Abstract:Video action recognition (VAR) plays crucial roles in various domains such as surveillance, healthcare, and industrial automation, making it highly significant for the society. Consequently, it has long been a research spot in the computer vision field. As artificial neural networks (ANNs) are flourishing, convolution neural networks (CNNs), including 2D-CNNs and 3D-CNNs, as well as variants of the vision transformer (ViT), have shown impressive performance on VAR. However, they usually demand huge computational cost due to the large data volume and heavy information redundancy introduced by the temporal dimension. To address this challenge, some researchers have turned to brain-inspired spiking neural networks (SNNs), such as recurrent SNNs and ANN-converted SNNs, leveraging their inherent temporal dynamics and energy efficiency. Yet, current SNNs for VAR also encounter limitations, such as nontrivial input preprocessing, intricate network construction/training, and the need for repetitive processing of the same video clip, hindering their practical deployment. In this study, we innovatively propose the directly trained SVFormer (Spiking Video transFormer) for VAR. SVFormer integrates local feature extraction, global self-attention, and the intrinsic dynamics, sparsity, and spike-driven nature of SNNs, to efficiently and effectively extract spatio-temporal features.

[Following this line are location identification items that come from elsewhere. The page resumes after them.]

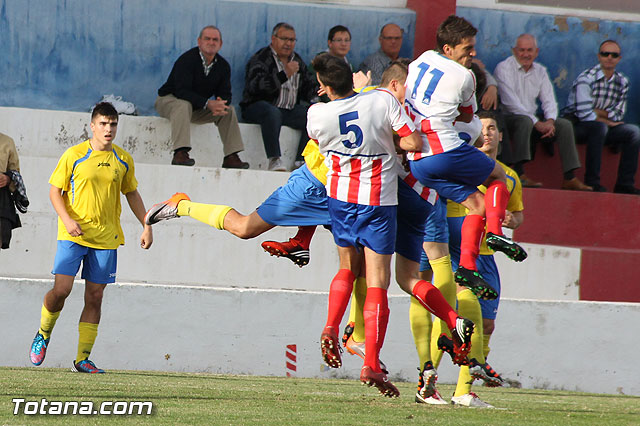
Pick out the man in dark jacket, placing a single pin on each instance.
(198, 90)
(276, 82)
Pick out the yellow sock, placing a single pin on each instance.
(47, 321)
(443, 280)
(211, 214)
(87, 337)
(485, 346)
(469, 307)
(357, 304)
(420, 320)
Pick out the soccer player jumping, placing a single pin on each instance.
(440, 91)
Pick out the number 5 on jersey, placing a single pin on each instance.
(346, 128)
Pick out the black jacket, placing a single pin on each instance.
(263, 80)
(187, 80)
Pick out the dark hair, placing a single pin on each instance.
(481, 79)
(337, 29)
(397, 70)
(210, 27)
(281, 25)
(452, 31)
(488, 114)
(609, 41)
(104, 109)
(333, 72)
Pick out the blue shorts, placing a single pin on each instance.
(485, 263)
(98, 266)
(356, 225)
(436, 231)
(301, 201)
(454, 174)
(413, 211)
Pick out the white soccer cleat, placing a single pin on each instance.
(470, 400)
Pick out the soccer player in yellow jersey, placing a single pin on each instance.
(481, 312)
(85, 193)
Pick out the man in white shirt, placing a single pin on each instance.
(521, 84)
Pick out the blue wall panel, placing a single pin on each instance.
(66, 54)
(568, 46)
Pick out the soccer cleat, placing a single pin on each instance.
(38, 349)
(357, 348)
(461, 336)
(485, 372)
(474, 281)
(165, 210)
(290, 249)
(330, 348)
(348, 331)
(470, 400)
(445, 344)
(507, 246)
(86, 366)
(379, 380)
(427, 392)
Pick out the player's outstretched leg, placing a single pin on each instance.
(86, 366)
(485, 372)
(474, 281)
(165, 210)
(379, 380)
(507, 246)
(427, 392)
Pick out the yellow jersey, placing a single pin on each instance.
(91, 182)
(513, 205)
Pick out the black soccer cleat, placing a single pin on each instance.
(474, 281)
(507, 246)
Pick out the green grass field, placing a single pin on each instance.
(185, 398)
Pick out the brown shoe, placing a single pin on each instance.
(575, 185)
(232, 161)
(181, 158)
(528, 183)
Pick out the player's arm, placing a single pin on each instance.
(137, 207)
(412, 142)
(72, 227)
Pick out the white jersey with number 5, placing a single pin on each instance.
(438, 89)
(355, 135)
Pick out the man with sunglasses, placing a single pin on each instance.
(522, 82)
(597, 104)
(277, 91)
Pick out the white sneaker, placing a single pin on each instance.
(470, 400)
(275, 165)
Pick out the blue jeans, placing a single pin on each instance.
(597, 134)
(271, 119)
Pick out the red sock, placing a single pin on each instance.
(304, 235)
(376, 317)
(495, 201)
(431, 298)
(339, 294)
(472, 230)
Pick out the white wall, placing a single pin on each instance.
(573, 346)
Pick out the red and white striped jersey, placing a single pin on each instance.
(355, 135)
(438, 88)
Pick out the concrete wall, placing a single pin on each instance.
(568, 45)
(66, 54)
(541, 345)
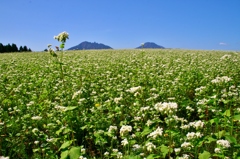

We evaluate SVFormer on two RGB datasets (UCF101, NTU-RGBD60) and one neuromorphic dataset (DVS128-Gesture), demonstrating comparable performance to the mainstream models in a more efficient way. Notably, SVFormer achieves a top-1 accuracy of 84.03% with ultra-low power consumption (21 mJ/video) on UCF101, which is state-of-the-art among directly trained deep SNNs, showcasing significant advantages over prior models.